Wednesday, May 13, 2015

Lab Rat: Lose It! and the Bodyweight/Calorie/Exercise Intersection

One year later, we're revisiting some of the aggregated data we've generated via the Lose It! app. See the 2014 write up here. Consider this a 7-year test of whether or not the Lose It app functions as a weight loss instrument for someone who exercises regularly. 
I'll ruin any suspense early: it does.

What we'll be doing differently here is ignoring the type of exercise done (which, Lose It the app doesn't really care about anyway; converting all work into calories expended). If we were doing hypertrophy work, we'd expect some weight gain. If we were doing more endurance work, we'd expect muscle loss, and therefore, weight loss. Maybe. But we're also not going to have any composition data to compare in this set up. Bodyfat up or down? We'll not know.
Optimally, we want to compare Bodyweight/Bodyfat to total food intake, with a macros breakdown, and an additional layer comparing total work volume done; and that, by work type - perhaps broken down by energy system.

Lose It! assumes that the user wants to lose bodyweight, and simply assumes that the less you eat, the less you'll weigh. Which is true; if you eat nothing, soon you'll weigh as much as worm shite since you'll be dead. Lose It does compute work calories by subtracting them from your daily total ingested. So if you work more, you get to eat more that day without going over your daily "limit." So we can examine those three factors while using the app - Bodyweight, Calories ingested, and Calories expended through exercise.

We've got 7 years of tracking, with a two-year hiatus hole in the middle where I didn't do any logging. Let's just look at the graphed data overlays and see what they suggest.
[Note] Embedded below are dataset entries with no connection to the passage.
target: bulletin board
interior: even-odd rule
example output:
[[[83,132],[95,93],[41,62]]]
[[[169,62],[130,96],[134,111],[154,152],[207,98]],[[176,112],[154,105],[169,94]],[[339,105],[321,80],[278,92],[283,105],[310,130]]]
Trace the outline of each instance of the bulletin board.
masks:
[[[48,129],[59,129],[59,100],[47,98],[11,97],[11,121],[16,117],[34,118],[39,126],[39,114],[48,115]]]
First, we compare Bodyweight to Calories ingested:
...and see no real correllation. Late in the graph, we see that where the purple calories are up, weight goes down. Not what one might expect at all, right?
There's those two peaks on the right, where calories dipped and bodyweight dipped correspondingly by about 8-9 pounds, but generally, there's 3 years worth of plateau-ed intake with inexplicable BW change.


Compare the same Bodyweight chart, but now to an overlay of Calories expended during exercise. 
Before the hiatus, we see low BW when calorie expenditure via exercise is high, and a general BW climb when exercise calories are lower. After the hiatus, exercise climbs and BW drops - still what the general consensus would presume. Especially since we aren't comparing intake as well.

So, let's add that. The three factors compared:
 Which is messy. Cut to the chase. Here's where Lose It shines. The app takes the Calories In for the day minus Calories Out and ka-smushes them, into total Calories over or under your daily limit (which is the red line below, each data dot is a monthly average either above or below the limit line).


Very nearly a direct relationship between calories over showing as bodyweight gain, and calories under showing as bodyweight loss. Even with exercise type, and any macros breakdown, removed from the equation, the Eat-to-Work-to-Bodyweight math works within the limits of the app.

If you'll notice, there's also a month of lag-time along the rise and fall of the graph - maybe I have to undereat for a couple of months before my body decides it's going to be losing weight. The same happens when gaining. A visual reminder to me: whether cutting or building, have patience in the programming.